Javascript nested function call optimization

Question

EDIT! I changed the answer to my own after a lot of follow-up research showed that there isn't a simple answer to my question. See below!

So, in a followup to my last question, I'm trying to get a better handle on best Javascript practices to optimize performance. For the following example, I'm testing in Chrome 28.0.1500.70 using the in-browser profiler.

I've got some math functions encapsulated in an object that are getting called a few hundred k-times a second and am trying to shave a bit of the execution time.

I've already done some optimization by making local copies of the parent objects locals as locals in the called functions themselves and got a decent (~16%) performance boost.

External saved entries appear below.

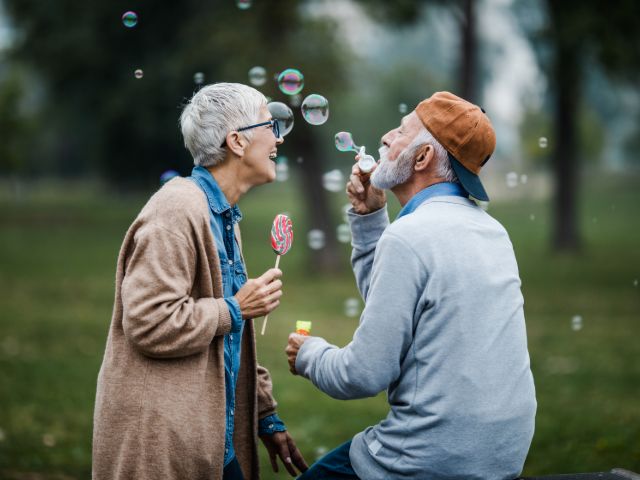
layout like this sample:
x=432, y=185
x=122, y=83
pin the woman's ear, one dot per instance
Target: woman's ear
x=424, y=157
x=236, y=143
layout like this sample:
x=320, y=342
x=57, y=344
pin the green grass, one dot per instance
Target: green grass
x=57, y=264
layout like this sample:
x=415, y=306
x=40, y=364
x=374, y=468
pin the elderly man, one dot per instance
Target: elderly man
x=443, y=326
x=180, y=394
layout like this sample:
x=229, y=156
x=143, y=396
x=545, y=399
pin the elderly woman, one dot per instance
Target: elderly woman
x=180, y=394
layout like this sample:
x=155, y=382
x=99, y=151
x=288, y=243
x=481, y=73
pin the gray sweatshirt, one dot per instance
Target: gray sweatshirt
x=443, y=332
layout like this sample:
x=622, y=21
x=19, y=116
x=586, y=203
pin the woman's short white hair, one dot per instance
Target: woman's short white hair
x=213, y=112
x=443, y=169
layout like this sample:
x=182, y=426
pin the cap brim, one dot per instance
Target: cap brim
x=469, y=180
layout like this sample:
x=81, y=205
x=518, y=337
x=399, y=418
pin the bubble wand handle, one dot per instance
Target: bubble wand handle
x=266, y=317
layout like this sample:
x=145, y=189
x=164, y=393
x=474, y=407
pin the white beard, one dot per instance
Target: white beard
x=388, y=174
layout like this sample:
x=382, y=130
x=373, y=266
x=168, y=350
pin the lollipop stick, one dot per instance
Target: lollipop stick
x=266, y=317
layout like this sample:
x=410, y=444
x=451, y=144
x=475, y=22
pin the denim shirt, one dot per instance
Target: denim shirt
x=223, y=217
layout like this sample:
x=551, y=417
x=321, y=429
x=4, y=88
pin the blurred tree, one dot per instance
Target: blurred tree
x=406, y=12
x=574, y=33
x=101, y=119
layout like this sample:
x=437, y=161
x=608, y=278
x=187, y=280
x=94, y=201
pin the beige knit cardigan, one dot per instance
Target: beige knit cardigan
x=160, y=400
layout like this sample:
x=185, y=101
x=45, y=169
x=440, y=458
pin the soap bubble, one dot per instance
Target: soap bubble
x=291, y=81
x=129, y=19
x=295, y=100
x=343, y=233
x=282, y=169
x=512, y=179
x=333, y=181
x=351, y=307
x=257, y=76
x=344, y=142
x=316, y=239
x=48, y=440
x=283, y=114
x=315, y=109
x=168, y=175
x=576, y=323
x=198, y=78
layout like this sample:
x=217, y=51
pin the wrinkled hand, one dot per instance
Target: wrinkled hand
x=260, y=296
x=295, y=342
x=280, y=444
x=364, y=197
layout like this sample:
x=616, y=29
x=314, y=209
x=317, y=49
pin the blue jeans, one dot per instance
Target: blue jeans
x=334, y=465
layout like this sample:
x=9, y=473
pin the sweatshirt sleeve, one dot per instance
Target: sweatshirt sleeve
x=365, y=233
x=372, y=360
x=160, y=317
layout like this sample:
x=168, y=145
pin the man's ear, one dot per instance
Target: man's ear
x=424, y=157
x=236, y=143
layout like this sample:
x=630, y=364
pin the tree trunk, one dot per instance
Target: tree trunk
x=468, y=52
x=318, y=210
x=566, y=75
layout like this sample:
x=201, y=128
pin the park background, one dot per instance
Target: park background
x=83, y=143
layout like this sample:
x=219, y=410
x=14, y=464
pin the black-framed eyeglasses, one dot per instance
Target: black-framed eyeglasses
x=274, y=127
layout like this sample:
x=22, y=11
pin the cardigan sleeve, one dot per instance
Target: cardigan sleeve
x=160, y=318
x=266, y=403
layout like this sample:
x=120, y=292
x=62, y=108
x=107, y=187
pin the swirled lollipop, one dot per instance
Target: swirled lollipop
x=281, y=240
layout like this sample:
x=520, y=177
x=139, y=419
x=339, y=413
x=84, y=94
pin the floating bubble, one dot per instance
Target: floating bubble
x=576, y=323
x=48, y=440
x=282, y=169
x=344, y=142
x=198, y=78
x=295, y=100
x=129, y=19
x=291, y=81
x=315, y=109
x=343, y=233
x=316, y=239
x=321, y=452
x=257, y=76
x=283, y=114
x=352, y=307
x=168, y=175
x=333, y=181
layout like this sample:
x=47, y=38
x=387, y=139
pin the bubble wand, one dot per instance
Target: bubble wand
x=344, y=143
x=281, y=240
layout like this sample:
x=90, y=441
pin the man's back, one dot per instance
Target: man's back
x=463, y=404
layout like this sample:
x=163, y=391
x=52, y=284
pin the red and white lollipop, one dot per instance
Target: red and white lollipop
x=281, y=240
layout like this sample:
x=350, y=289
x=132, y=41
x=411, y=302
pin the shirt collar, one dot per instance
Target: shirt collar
x=215, y=196
x=444, y=189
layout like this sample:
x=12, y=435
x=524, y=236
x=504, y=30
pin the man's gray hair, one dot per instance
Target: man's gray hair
x=213, y=112
x=443, y=168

However, when I did the same for calling another function from the parent object, i got a huge (~100%) performance increase.

The original setup was calcNeighbors calling fellow parent object function cirInd via this.cirInd.

Making a local var copy of cirInd and calling that instead gave a huge performance gain, less than half the execution time as before for calcNeighbors.

However, making cirInd an inline function in calcNeighbors caused a return to the same slower performance as calling it from the parent object.

I'm really perplexed by this. I suppose that it could be a quirk in Chrome's profiler (cirInd doesn't show up at all in the second case) but there is definitely a noticeable performance gain in the application when I use case 2.

Can someone explain why case 2 is so much faster than case 1 but more importantly, why case 3 seems to not give any performance gain?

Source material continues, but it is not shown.